I am a former petsmart trainer and I was paid hourly pay plus commission for each class sold. Trainers do make the bulk of their money through the commission, mangers make their money through bonus for reaching sales plans. I believe that every store is run different and you will find good and bad within ANY profession. With Petsmart being a big corporation, money and meeting sales goals is priory, if sales goals are not met mangers do not get their bonus's. Therefore when a trainer can't sell enough and make their sales plan, it is likely and common that they will be pushed out of the position, hours cut and/ or let go and replaced with a better salesperson regardless of that trainers dedication, knowledge or experience. 
I am sure your Trainer would be fired if his mangers found out he let you in without paying the class! 
The information booklet was written by some of the best modern positive reinforcement trainers, however years back they changed it and ended up cutting out tons of good information into a very small sad little booklet, and very short handouts, which the bulk is pretty much little pieces from Terry Ryan's excellent book "How to coach people to train their dogs" Petsmart dose not offer any higher education, or any finical rembursment for a trainer that spends their time and money self studying and learning more on their own through books, seminars ect.. Pet-Co on the other hand is working on ways to offer more learning opportunity and education to their training department. 
The dog training world is evolving and very fast, I personally only work my dog with trainers that stay up to date on all thees new advancements. Although there is nothing more important then socializing and working your dog in a group class with real life distractions, so if its your only option as said above petsmart training is better then no training. If you find your local petsmart trainer is not dedicated to higher education, or gaining more experience then I would recommend looking for one that dose, the APDT and CPDT are great places to look. 
Much of what you will get information wise will vary trainer to trainer, depending on their personal dedication and motivation to self study...


----------



## Good_Karma (Jun 28, 2009)

First off, that's so neat that your trainer likes you so much that he wants you to keep taking the class!
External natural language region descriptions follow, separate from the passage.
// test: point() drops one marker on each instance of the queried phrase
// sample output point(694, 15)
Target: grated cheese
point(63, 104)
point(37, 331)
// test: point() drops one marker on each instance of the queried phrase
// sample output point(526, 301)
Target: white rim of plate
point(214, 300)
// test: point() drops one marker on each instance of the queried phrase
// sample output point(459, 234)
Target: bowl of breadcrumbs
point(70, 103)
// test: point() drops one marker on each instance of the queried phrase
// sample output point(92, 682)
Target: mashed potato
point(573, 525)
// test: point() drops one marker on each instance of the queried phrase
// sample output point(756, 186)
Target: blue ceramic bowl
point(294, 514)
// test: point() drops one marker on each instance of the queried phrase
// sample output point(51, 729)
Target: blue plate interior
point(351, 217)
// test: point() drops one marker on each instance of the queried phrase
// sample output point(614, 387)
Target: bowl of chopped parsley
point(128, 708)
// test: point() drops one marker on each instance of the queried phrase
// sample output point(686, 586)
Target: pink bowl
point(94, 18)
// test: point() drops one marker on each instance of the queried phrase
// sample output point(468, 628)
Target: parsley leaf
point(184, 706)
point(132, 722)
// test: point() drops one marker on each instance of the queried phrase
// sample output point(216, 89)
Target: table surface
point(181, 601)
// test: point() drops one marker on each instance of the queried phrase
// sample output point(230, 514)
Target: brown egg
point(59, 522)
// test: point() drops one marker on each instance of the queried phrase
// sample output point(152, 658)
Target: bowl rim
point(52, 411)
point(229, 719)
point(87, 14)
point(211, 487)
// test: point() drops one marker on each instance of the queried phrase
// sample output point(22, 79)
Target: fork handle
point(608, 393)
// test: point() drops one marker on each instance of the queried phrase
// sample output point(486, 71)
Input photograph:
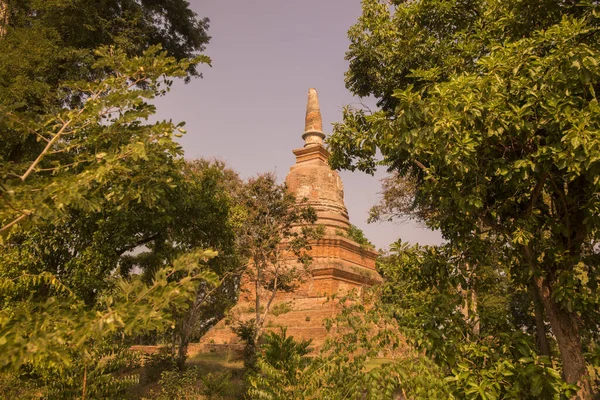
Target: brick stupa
point(339, 264)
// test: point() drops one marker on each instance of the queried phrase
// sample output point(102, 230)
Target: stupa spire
point(313, 127)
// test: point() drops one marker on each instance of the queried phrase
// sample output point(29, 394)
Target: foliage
point(175, 384)
point(93, 152)
point(493, 114)
point(216, 385)
point(364, 357)
point(274, 234)
point(155, 364)
point(75, 344)
point(420, 289)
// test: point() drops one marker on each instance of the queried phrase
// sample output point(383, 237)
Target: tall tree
point(275, 236)
point(494, 113)
point(60, 289)
point(49, 42)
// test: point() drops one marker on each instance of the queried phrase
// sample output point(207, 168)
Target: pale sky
point(249, 108)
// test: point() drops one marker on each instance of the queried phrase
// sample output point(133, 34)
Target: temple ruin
point(339, 264)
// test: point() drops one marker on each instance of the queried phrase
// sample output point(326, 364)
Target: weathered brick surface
point(339, 264)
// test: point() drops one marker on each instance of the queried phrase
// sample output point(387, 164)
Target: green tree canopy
point(496, 121)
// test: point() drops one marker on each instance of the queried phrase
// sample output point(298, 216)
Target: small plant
point(156, 364)
point(281, 308)
point(217, 385)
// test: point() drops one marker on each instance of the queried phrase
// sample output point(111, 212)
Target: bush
point(217, 386)
point(156, 364)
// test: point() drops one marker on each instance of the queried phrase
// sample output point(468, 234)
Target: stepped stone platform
point(339, 264)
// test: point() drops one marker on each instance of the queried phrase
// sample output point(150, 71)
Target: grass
point(205, 363)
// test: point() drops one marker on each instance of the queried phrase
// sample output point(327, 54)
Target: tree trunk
point(566, 330)
point(182, 348)
point(540, 325)
point(3, 17)
point(474, 314)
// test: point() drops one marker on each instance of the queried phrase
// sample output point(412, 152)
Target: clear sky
point(249, 108)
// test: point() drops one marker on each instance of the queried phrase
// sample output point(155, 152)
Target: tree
point(62, 291)
point(494, 114)
point(47, 43)
point(274, 235)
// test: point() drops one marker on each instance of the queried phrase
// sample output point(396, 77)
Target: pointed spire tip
point(313, 127)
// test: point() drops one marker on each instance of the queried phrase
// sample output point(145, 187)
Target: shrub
point(281, 308)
If I were you I'd make him a big batch of cookies every week. 

And secondly, the first dog trainer I ever worked with was a former PetSmart-type trainer (I don't remember for sure if she worked at PetSmart, but it was a store like that which did in store training). Anyway, she was really awesome, and had struck out on her own to do training. The only reason we didn't continue using her was because we wanted to be in a class with more dogs, plus she didn't have a place to hold the classes indoors. I definitely don't think that PetSmart trainers are necessarily an inferior class of trainers by any means.


----------



## texaspeg49 (Jul 15, 2011)

I read your post about the PetSmart trainer you had in ETex. Where was that? I'm looking for a place to take my dog. Thanks


----------



## KZoppa (Aug 14, 2010)

thats awesome! not all petsmart trainers are bad. Found one i actually liked and respected back in NC and i never even took a class. she was very good at her job and helpful to everyone.


----------



## tsteves (Jun 7, 2011)

I LOVE our PetsMart trainer. Our class is actually her last class at PetsMart and we will most likely go with her where ever she goes.


----------



## MountainGSDs (Jul 25, 2011)

Petsmart and pet store trainers are as diverse as pet owners. Some are great and some aren't. Anybody that dismisses a trainer just because they work out of a pet store is doing all trainers a disservice.
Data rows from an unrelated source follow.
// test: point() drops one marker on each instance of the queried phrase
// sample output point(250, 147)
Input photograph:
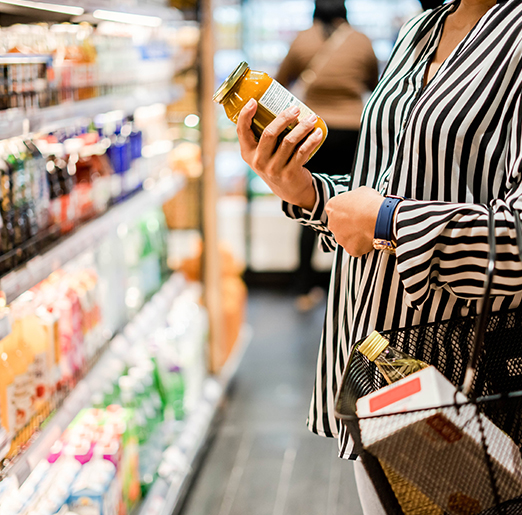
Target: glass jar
point(272, 99)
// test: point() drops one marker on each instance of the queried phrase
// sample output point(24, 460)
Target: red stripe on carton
point(394, 395)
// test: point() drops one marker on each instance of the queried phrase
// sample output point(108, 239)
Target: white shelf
point(168, 492)
point(79, 398)
point(88, 236)
point(16, 122)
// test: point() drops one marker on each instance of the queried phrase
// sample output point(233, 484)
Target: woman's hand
point(352, 217)
point(281, 166)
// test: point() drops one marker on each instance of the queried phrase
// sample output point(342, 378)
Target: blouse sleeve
point(326, 187)
point(445, 245)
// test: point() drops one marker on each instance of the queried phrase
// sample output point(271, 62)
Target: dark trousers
point(335, 157)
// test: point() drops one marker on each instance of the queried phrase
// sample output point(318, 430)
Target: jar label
point(277, 98)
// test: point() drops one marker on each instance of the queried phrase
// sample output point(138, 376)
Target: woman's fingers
point(246, 136)
point(269, 139)
point(302, 154)
point(294, 139)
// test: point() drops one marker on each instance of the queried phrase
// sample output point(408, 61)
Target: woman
point(335, 65)
point(443, 129)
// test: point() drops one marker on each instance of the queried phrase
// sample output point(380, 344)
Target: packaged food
point(433, 456)
point(272, 99)
point(392, 363)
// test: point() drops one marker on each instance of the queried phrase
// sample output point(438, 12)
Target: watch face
point(385, 245)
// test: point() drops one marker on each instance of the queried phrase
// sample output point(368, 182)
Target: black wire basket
point(472, 463)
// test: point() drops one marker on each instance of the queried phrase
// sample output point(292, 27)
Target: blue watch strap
point(384, 224)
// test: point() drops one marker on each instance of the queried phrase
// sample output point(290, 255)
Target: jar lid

PS there is a well known trainer and author that started in pet stores training. I think her name is Ali Brown.


----------



## Sunstreaked (Oct 26, 2010)

We, too, got a GREAT trainer at Petsmart. We're taking intermediate classes now and most likely will go advanced. I know we're the ones getting trained  and that's ok with me!


----------



## fgshepherd (Sep 1, 2010)

That is really great! Best of luck to you and Rocky! (my dog is also Rocky, good name for a good dog!)


----------



## Brian84 (Feb 13, 2010)

The petsmart by me has a really good trainer. I have never used her personally, but everyone that I know that has, raves about her. She's been doing it for quite some time and knows what she is doing.


----------



## Rodeo. (Feb 25, 2011)

I think it really depends on the trainer, I've heard of some bad experiences but I LOVE our trainer here. Rodeo is graduating the intermediate class Sunday and I plan to start advanced classes right away. The only thing I hadn't already taught her myself was the stand-stay but Rodie enjoys the classes and it provides a great distraction to work through. Plus, it's nice having some help to work through any problems that pop up.


----------